The MouseWalker program also compiles the complete set of footprints present in each video (Fig. 3c). We observed that at the end of the swing phase, just prior to touchdown, the toes changed their conformation from a closed to an actively open conformation (data not shown). This behavior occurs typically 20–30 ms before contact with the ground, indicating that it is under active neuronal control. Consistent with this notion, toe spreading has been used as a metric to study sciatic nerve function (for example [28, 29]). Due to the orientation of the footprints relative to the displacement axis, automatic quantification of toe spreading can be prone to errors. Nevertheless, each set of images generated by MouseWalker is provided with a scale calibration, allowing the user to measure distances easily and accurately using ImageJ from the National Institutes of Health (NIH) or similar software.

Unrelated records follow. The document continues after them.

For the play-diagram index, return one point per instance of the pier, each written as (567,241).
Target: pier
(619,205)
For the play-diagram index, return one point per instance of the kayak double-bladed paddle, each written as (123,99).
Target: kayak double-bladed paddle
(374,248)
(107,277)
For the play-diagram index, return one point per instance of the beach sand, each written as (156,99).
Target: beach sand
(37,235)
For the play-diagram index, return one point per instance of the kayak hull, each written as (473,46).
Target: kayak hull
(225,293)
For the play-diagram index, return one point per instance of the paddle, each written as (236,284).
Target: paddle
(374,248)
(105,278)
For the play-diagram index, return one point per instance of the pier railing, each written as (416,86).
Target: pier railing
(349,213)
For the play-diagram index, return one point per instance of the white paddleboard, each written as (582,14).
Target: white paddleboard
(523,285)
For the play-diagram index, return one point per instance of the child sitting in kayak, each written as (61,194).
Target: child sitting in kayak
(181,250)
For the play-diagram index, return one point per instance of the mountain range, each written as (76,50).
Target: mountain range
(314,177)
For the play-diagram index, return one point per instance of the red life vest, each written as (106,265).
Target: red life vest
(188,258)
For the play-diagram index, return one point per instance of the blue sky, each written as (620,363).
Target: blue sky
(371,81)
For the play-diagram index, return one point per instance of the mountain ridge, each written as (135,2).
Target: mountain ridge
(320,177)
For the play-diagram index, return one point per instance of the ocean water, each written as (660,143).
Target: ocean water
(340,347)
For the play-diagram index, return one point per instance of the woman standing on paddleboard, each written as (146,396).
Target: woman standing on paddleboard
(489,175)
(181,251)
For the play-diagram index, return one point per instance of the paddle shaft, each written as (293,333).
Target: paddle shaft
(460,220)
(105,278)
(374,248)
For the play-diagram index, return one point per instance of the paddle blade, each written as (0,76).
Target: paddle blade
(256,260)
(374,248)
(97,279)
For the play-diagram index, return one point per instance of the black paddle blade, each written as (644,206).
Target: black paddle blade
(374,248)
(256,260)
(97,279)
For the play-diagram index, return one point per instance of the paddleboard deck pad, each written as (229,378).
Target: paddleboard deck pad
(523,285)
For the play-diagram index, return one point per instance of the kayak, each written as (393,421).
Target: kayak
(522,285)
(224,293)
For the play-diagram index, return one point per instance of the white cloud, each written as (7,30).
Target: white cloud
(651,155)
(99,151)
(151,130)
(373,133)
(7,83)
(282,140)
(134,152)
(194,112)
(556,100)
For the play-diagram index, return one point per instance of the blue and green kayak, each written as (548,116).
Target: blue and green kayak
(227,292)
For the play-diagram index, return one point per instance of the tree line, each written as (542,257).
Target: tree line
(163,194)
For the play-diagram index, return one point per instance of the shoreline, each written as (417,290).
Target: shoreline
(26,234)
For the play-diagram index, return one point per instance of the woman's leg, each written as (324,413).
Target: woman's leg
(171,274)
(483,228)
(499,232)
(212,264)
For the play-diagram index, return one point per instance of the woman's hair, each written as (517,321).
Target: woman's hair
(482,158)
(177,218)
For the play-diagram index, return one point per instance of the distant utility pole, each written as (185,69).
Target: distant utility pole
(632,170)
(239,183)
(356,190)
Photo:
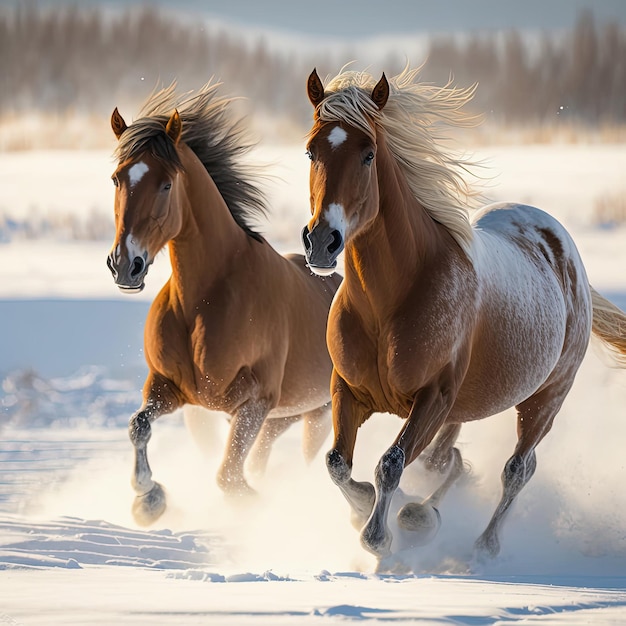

We also quantified several gait parameters as a function of walking speed (Fig. 3d–g). We observed that faster animals display ~20 % longer step strides, changing from ~25 mm in slower animals to ~30 mm in faster animals (Fig. 3d). A much larger variation was observed in stance phase duration (Fig. 3e), with values becoming exponentially shorter as speed increases, with a minimum of approximately 50 ms for the fastest animals. Swing duration exhibits a much smaller variation as observed in other experimental conditions [30, 31]. Although a similar variation is observed in invertebrate systems, stance phases last longer than swing phases at all speeds [21, 32]. In contrast, in our data set, we observed that above ~50 cm/s, swing duration is longer than stance phase duration, consistent with recent results [33]. We also used these data to measure the duty factor, defined as the fraction of the step cycle where the leg is in the stance phase (stance duration / period) [34]. This parameter has been used to distinguish walks from runs, as values ≥0.5 are described as walks, while values below 0.5 are considered runs [35, 36]. From our data, we find that swing duration surpasses stance duration at a duty factor of 0.5, which corresponds to a speed of 52.8 cm/s (Fig. 3f). Above this speed, the feet spend on average more time in the swing phase than in the stance phase, which is typical of running [34]. Accordingly, swing speeds also increase with increased speed (Fig. 3g).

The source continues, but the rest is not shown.